When Steve Gladstone coached Brown’s heavyweight crew team from 1982 to 1994, Paul Cooke was one of his varsity oarsmen. This Saturday, the tables will turn as Gladstone returns to Providence as head coach of Yale heavyweight crew, which will take on the Cooke-coached Bears.

It is a poetic opening to the Bulldogs’ spring season, the team’s first under Gladstone since his appointment as head coach last August. While neither Gladstone nor captain Derek Johnson ’11 could predict how the Yale boats would fare over the weekend and through the season, both said the team is well-prepared for competition.

“The squad has really picked up a very strong team ethic and a significant portion of them have been able to put into action a lot of the new mechanics and technique we’re using,” Gladstone said. “I couldn’t be more pleased with where we’re at.”

The team has spent no more than 1 to 2 percent of practice time at race speed, he explained, because it wants to build to top pace for the three most important races of the year: the Eastern Sprints on May 15, the Yale-Harvard Regatta on May 28 and the Intercollegiate Rowing Association National Championship, which starts June 2.

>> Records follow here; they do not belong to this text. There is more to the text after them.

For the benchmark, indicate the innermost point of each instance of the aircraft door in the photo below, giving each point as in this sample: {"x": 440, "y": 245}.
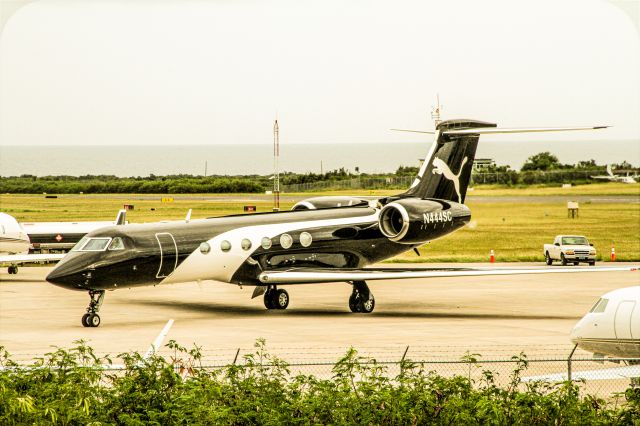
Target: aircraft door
{"x": 168, "y": 254}
{"x": 622, "y": 322}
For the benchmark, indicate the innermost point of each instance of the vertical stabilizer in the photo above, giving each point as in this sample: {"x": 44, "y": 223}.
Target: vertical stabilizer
{"x": 446, "y": 170}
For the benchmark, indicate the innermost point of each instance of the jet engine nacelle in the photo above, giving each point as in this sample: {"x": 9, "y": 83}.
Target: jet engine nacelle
{"x": 416, "y": 221}
{"x": 331, "y": 202}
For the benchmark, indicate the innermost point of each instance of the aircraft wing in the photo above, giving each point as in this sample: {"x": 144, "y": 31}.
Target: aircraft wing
{"x": 626, "y": 372}
{"x": 495, "y": 130}
{"x": 26, "y": 258}
{"x": 492, "y": 130}
{"x": 324, "y": 275}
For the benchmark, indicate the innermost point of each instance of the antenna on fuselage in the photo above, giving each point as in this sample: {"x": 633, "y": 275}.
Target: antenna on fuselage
{"x": 276, "y": 171}
{"x": 435, "y": 112}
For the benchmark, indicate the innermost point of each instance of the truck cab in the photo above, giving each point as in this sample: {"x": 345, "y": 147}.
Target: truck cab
{"x": 568, "y": 249}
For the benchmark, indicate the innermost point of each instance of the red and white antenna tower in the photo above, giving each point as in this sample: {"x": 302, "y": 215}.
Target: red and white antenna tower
{"x": 276, "y": 171}
{"x": 435, "y": 112}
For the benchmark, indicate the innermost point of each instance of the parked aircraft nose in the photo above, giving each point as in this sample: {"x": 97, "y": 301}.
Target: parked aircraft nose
{"x": 71, "y": 273}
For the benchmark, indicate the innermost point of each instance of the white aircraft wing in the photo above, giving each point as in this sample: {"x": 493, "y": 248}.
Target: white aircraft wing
{"x": 324, "y": 275}
{"x": 26, "y": 258}
{"x": 626, "y": 372}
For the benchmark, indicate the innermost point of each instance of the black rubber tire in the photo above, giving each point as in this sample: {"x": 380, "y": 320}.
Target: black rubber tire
{"x": 354, "y": 303}
{"x": 281, "y": 299}
{"x": 367, "y": 306}
{"x": 268, "y": 299}
{"x": 93, "y": 320}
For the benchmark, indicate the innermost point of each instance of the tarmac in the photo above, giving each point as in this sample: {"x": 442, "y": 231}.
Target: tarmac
{"x": 511, "y": 312}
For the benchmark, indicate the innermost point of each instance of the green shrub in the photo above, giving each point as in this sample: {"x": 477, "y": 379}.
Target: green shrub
{"x": 76, "y": 387}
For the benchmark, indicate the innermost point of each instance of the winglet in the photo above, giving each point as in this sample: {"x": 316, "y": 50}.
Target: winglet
{"x": 158, "y": 342}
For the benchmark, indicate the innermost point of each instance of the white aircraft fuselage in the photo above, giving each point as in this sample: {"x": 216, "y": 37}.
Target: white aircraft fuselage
{"x": 612, "y": 326}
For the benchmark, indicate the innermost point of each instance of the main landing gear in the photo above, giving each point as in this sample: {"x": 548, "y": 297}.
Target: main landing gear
{"x": 361, "y": 299}
{"x": 275, "y": 298}
{"x": 91, "y": 318}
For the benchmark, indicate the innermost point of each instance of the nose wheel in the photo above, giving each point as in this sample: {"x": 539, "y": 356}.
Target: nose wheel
{"x": 361, "y": 299}
{"x": 91, "y": 318}
{"x": 276, "y": 298}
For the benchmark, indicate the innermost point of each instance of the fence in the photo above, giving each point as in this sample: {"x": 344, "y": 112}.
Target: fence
{"x": 554, "y": 364}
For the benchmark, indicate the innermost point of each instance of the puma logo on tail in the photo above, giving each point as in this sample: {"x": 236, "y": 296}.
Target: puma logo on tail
{"x": 442, "y": 168}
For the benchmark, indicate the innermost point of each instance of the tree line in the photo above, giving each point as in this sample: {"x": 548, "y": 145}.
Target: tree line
{"x": 73, "y": 387}
{"x": 542, "y": 168}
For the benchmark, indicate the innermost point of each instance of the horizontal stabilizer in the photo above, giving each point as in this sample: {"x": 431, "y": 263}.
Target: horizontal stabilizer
{"x": 318, "y": 275}
{"x": 430, "y": 132}
{"x": 495, "y": 130}
{"x": 26, "y": 258}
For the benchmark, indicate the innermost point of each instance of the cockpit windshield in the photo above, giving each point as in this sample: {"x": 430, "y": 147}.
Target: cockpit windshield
{"x": 600, "y": 306}
{"x": 92, "y": 244}
{"x": 116, "y": 244}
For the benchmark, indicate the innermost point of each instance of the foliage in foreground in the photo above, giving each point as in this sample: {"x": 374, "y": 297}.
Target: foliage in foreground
{"x": 70, "y": 387}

As a result, it is difficult to tell how the Yale boats will match up against Brown’s this weekend, Johnson said, adding that “there’s no question Brown will be fast.”

Still, Johnson said he was confident the team would be competitive thanks to Gladstone’s new training program.

“The most remarkable thing about having Coach Gladstone here at Yale is the change in attitude he’s facilitated across the program,” Johnson said. “Guys from all levels have stepped up their effort and focus this season, and while the rowers are the same and the talent isn’t new, the squad is transitioning nicely to Gladstone’s format.”

Gladstone said he has implemented a substantially different training schedule to past years, which includes a new periodization plan that sequences training components into a program to maximize boat speed over specific distances.

Other members of the team said they were impressed with Gladstone’s efficiency as a coach and agreed with Johnson’s assessment.

Alex Mastroyannis ’11 said the team has adapted to Gladstone’s coaching philosophies and was well-positioned to perform as a result.

“We put complete trust in him, we’re ready to execute,” he said.

Yale will field five boats this weekend, with the first varsity eight competing last after three other varsity eights and the freshman eight. This is the team’s first competition since last October’s Head of the Charles regatta, where its championship four and eight finished 11th and 14th, respectively.

Last year, the Bulldogs won three of their five races against Brown. The first varsity eight lost its race by 1.8 seconds.

But the results of this first competition will not necessarily indicate how well the Yale team will perform later in the season, Gladstone said.

“Through the course of the season they will adapt to the higher speeds and become more proficient at race day,” he said. “That being said, there’s nothing more we’d rather do than win all the races.”

Before the championship season begins with the May 15 Eastern Sprints, the team has three other races. Yale will host Dartmouth for the Olympic Axe on April 9, before taking on Columbia and Penn for the Blackwell Cup on April 16 and then competing against Cornell and Princeton for the Carnegie Cup on April 23.

This weekend’s competition against Brown begins with the fourth varsity eight race at 1:15 p.m. Spectators can watch on from the Narragansett Boat Club in Providence, R.I.